A table's row key is also a byte array, so anything can be saved, whether it's a string or a number. HBase tables are sorted by key, sorted by byte. All tables must have primary key-key.

The logical view is as follows:

Time
row key (row keys)Stamp columnfamily Contents (column family contents) columnfamily anchor (column family anchor)
Com.cnn.www T1 anchor:cnnsi.com = "CNN"
Com.cnn.www T2 anchor:my.look.ca = "CNN.com"
Com.cnn.www T3 contents:html = "..."
hbase Basic Concepts 1. Line keys (Rowkey)

Rowkey: Is the byte array, is the table each record "The primary Key", facilitates the quick search, the Rowkey design is very important.
A row key is an array of bytes, and any string can be used as a row key;
The rows in the table are sorted according to the row key, and the data is sorted according to the byte order of the row key (byte ordering);
All access to a table is through a row key (single Rowkey access, or Rowkey range access, or a full table scan) 2. Column family (columnfamily)

Column Family: A family of columns with a name (string) that contains one or more related columns
The column family must be given when the table is defined;
Each CF can have one or more column members (Columnqualifier), the column members do not need to be given when the table is defined, and the new column family members can then be added on demand and dynamically;
The data is stored separately by the column family, and the HBase so-called column storage is stored separately according to the column family (each column family corresponds to a store), this design is very suitable for the data analysis situation. 3. Columns (column)

Column: Belongs to a columnfamily,familyname:columnname, each record can be added dynamically 4. Timestamp (TimeStamp)

Each cell may be more than one version, with a time stamp that distinguishes between 5. Cells (cell)

Cell by row key, column family: qualifier, time stamp only decision;
The data in the cell is not of type, all stored in byte code; 6. Area (Region)

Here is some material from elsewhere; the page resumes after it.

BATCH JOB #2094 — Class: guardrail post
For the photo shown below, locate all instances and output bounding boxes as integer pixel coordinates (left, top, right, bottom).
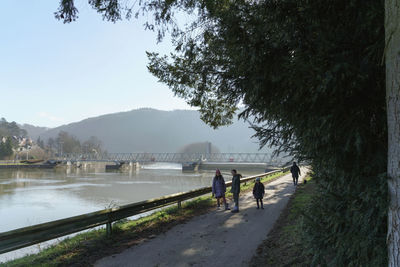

HBase automatically divides the table horizontally (by row) into multiple areas (region), and each region holds a contiguous piece of data in a table;
Each table has only one region at the beginning, and as the data is constantly inserted into the table, the region grows, When increased to a threshold, region will wait for the branch two new region;
when the rows in the table are increasing, there will be more and more region. Such a complete table is saved on multiple region;
Hregion is the smallest unit of distributed storage and load balancing in HBase. The smallest unit indicates that different hregion can be distributed on different hregionserver. However, a hregion is not split across multiple servers.

Contact Us

The content source of this page is from Internet, which doesn't represent Alibaba Cloud's opinion; products and services mentioned on that page don't have any relationship with Alibaba Cloud. If the content of the page makes you feel confusing, please write us an email, we will handle the problem within 5 days after receiving your email.

If you find any instances of plagiarism from the community, please send an email to: info-contact@alibabacloud.com and provide relevant evidence. A staff member will contact you within 5 working days.

A Free Trial That Lets You Build Big!

Start building with 50+ products and up to 12 months usage for Elastic Compute Service

  • Sales Support

    1 on 1 presale consultation

  • After-Sales Support

    24/7 Technical Support 6 Free Tickets per Quarter Faster Response

  • Alibaba Cloud offers highly flexible support services tailored to meet your exact needs.